Pare che lo sciagurato regime degli ayatollah abbia sterminato 12.000 iraniani in 4 giorni, circa 3.000 morti al giorno che fanno impallidire le pure tragiche cifre dei 100 morti al giorno causati da Israele alla Palestina. Molti, moltissimi di loro erano ragazzi e alcuni addirittura studenti in italia rientrati nel loro Paese per partecipare a questa svolta storica, che avviene nella forma più atroce, quella della guerra civile in cui iraniani uccidono altri iraniani.
Da molte parti è stato rilevato che però tutto questo non ha suscitato il clamore e la partecipazione di piazza che invece hanno visto per mesi i fatti di Gaza. Non voglio entrare nelle contingenze della contemporaneità sempre molto difficili da giudicare, e anche spesso molto deludenti, ma c’è sicuramente una ragione storica che lega la sinistra internazionale al regime degli ayatollah.
Quando lo shah Mohammed Reza nel 1979 abbandonò il Paese, il Pci fece dei manifesti che festeggiavano la sua partenza dall’Iran. Se di certo non fa specie che un partito comunista gioisca della caduta di un monarca e per di più filo americano, un po’ più strano è che gli atei comunisti di allora si schierassero a favore di una dittatura religiosa fondamentalista al cui confronto il clero ortodosso sterminato dai bolscevichi era praticamente acqua di rose.
Ebbene la risposta va ancora cercata a un indirizzo preciso di Mosca, al numero 2 di Bol’saja Lubjanka, la sede del temutissimo Kgb di Yuri Andropov, il vero grande stratega della Guerra Fredda. Fu proprio lui a supportare e sostenere Khomeini e i suoi ayatollah e addirittura pare ad inventare una delle armi più temute dal nostro Occidente, quei kamikaze islamici che spesso ancora oggi terrorizzano le nostre piazze e strade. Un’arma micidiale che potesse colpire al cuore la società Occidentale, spaventandola a morte senza scatenare una guerra frontale tra i due blocchi Usa e Urss. Nella divisione mondiale tra blocchi, più gli americani si stringevano a Israele, più i sovietici patrocinavano il mondo arabo. Quella vicinanza odierna che ancora vediamo della sinistra mondiale alla Palestina e il tiepido appoggio alla attuale rivolta in Iran sono in gran parte un retaggio di quegli anni.
Del resto. Ronald Reagan fece di Khomeini un nemico giurato dell’America e il tetro imam dal canto suo chiamava gli Usa ‘Il Grande Satana’. Ad aggravare la situazione negli anni 70 fu però la tradizionale imperizia americana in politica estera, laddove proprio gli yankee dopo aver ricoperto d’oro lo Shah e averlo armato fino ai denti decisero che ne avevano abbastanza delle sue stravaganze e dei suoi pruriti indipendentisti e di fatto, complice la inadeguatezza di Carter, lo abbandonarono al suo destino lasciando che la rivoluzione dilagasse. Questo per inciso è un altro dei drammi del ‘900: che sia gli americani che i comunisti, essendo entrambi figli di una rivoluzione di fatto, ogni volta che vedono un popolo in subbuglio vanno in estasi e lo appoggiano…
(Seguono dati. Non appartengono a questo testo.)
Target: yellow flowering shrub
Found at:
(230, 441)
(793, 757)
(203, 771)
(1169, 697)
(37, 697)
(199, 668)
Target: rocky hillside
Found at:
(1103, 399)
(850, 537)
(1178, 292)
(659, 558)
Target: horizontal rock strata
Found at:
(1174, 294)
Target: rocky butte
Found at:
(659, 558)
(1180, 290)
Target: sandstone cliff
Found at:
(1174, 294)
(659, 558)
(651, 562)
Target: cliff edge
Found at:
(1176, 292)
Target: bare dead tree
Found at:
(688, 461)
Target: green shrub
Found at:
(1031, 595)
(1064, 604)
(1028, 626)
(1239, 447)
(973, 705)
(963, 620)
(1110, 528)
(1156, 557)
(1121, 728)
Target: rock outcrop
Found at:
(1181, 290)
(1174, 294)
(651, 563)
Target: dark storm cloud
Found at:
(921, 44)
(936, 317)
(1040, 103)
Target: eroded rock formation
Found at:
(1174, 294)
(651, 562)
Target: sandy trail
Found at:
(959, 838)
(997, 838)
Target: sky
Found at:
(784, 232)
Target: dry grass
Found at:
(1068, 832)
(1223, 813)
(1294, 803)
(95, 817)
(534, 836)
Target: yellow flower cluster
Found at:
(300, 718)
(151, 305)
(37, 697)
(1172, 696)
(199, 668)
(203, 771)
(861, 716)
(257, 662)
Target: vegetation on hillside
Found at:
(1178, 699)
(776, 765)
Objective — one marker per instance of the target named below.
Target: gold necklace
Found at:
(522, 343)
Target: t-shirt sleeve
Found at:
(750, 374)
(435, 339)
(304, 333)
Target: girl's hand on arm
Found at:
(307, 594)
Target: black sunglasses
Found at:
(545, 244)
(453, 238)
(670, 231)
Certo lo Shah aveva dato segni di megalomania galoppante, come quando per festeggiare i 4.000 anni dell’impero persiano tenne giorni di banchetti nel deserto per tutti i capi di stato del mondo, facendo addirittura piantare boschi nel deserto e popolandoli di migliaia di passeri importati che morivano come mosche per il caldo assurdo. I trionfali buffet prepararti nientemeno che da Maxim’s in cui scorrevano fiumi di Dom Perignon fecero andare su tutte le furie i musulmani iraniani, dando forse alla rivoluzione una spinta decisiva. Un uomo troppo occidentale per i musulmani e troppo orientale per gli americani e i sovietici, che finì odiato da tutti a dispetto della modernizzazione imposta al Paese e del fatto che era certamente meno peggio di quei forsennati di ayatollah che gli successero.
Dal canto loro i rivoluzionari iraniani di oggi non fanno certo eccezione: i generali della rivoluzione, quei pasdaran che armi alla mano sono i veri padroni dell’Iran e che in questi giorni stanno massacrando i manifestanti, sono tutti divenuti milionari col petrolio e i loro figli conducono vite da ricchi nelle migliori università degli Usa o nei collegi svizzeri, in barba a Khomeini e ai cenci rattoppati su cui dormiva orgogliosamente.
Difficile dire se gli iraniani rivogliano lo Shah e se l’attuale pretendente al trono sia un uomo adeguato al compito, ma quel che è certo è che non vogliono più gli ayatollah e che dobbiamo tutti sperare che questa drammatica situazione si chiuda il prima possibile e non certo a favore dei fondamentalisti.